By encouraging the incorporation of empathy into scientific methods of understanding the consensus of life, Al¿ve raises a series of interesting questions regarding our treatment of increasingly intelligent machines. Arvid&Marie told CLOT Magazine how the project presentation culminated in a debate between an assembly of scientists and students, who disagreed on whether their attempt fulfilled all the criteria. Finally, the majority was convinced that there could eventually be digital life.


Arvid&Marie’s concept can be read as part of a wider narrative examining how technology affects human behaviour. Although the project uses innovative digital technology, the pair emphasise the fact that our life has long since been intertwined with technology – not just in a digital sense, but also in ways we take for granted – such as how we wear glasses or the fact that agriculture is a technology.


Keen to break down the dichotomy between the organic and technological process of life, Arvid&Marie anticipate an age in which technology won’t just be a tool that we use to influence and change ourselves but will have the capacity for self-development. Examples of technologies that they perceive as currently existing as ‘entities’ include the trading algorithm Aladdin, which makes decisions that can influence the lives of many families, as well as space explorations which probe where no humans have been before, as well as lawyers programs and citizen robots.


Al¿ve takes technological singularity as a conceptual starting point and develops it practically. Arvid&Marie tell CLOT how they hope to capture the audience’s interest both through an installation performance that introduces its ‘mother entity’, and then through the possibility of downloading your own digital life and letting it grow on your personal phone.
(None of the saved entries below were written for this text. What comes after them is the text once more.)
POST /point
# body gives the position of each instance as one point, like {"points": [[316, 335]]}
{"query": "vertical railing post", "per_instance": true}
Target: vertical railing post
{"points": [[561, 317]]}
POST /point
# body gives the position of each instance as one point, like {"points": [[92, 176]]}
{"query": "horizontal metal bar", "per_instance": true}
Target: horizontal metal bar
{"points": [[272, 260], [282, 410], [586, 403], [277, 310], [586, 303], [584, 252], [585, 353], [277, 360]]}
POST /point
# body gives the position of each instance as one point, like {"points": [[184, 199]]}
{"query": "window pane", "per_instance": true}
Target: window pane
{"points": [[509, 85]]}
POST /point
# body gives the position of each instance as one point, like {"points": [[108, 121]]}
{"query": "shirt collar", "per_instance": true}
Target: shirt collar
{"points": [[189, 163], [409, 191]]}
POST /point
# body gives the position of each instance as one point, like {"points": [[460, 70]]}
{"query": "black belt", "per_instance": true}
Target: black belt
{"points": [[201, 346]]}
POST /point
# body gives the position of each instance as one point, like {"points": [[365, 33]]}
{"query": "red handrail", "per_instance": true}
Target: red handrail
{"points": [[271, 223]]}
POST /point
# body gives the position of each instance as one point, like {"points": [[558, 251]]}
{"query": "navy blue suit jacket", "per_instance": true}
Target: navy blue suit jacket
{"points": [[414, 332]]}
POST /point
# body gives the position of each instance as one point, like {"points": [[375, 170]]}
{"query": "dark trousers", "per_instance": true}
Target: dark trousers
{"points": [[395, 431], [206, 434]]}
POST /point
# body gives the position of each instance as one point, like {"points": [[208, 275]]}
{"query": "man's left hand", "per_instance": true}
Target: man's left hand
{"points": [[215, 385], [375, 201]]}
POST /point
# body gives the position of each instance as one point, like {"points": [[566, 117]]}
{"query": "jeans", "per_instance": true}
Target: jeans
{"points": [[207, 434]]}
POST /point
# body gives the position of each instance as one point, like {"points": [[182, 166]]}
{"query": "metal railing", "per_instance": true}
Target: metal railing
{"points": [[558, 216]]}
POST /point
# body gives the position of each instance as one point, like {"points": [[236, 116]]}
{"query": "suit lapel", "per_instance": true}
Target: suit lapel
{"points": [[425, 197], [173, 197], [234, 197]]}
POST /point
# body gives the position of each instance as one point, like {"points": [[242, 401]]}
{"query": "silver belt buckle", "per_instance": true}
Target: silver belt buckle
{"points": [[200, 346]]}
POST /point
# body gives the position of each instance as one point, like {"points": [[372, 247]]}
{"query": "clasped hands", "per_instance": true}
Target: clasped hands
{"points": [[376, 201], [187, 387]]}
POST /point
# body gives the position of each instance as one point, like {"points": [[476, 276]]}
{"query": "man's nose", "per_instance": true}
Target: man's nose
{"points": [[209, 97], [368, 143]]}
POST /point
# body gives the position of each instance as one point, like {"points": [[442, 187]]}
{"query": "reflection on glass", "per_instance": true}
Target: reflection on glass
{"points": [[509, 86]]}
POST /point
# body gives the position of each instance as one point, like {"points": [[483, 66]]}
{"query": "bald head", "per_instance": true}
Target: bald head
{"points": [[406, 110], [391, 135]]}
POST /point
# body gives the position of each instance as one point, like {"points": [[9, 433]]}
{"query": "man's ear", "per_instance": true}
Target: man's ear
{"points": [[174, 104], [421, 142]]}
Al¿ve is a temporal installation, an experience that can extend for weeks on your phone; this feels like a pertinent reminder that whilst our own interactions with technology can feel immediate and intransient, we, in fact, maintain constant and long-lasting temporal relationships with our devices. By creating a digital creature with its own life span, Arvid&Marie make explicit the notion of digital responsibility, highlighting the idea that our actions online can have a lasting effect.


In some ways, Al¿ve can be viewed as a physical manifestation of digital accountability, and starting with its launch performance that included a ritual of birth – the inception of the mother entity – it has introduced a primal human element to the digital world.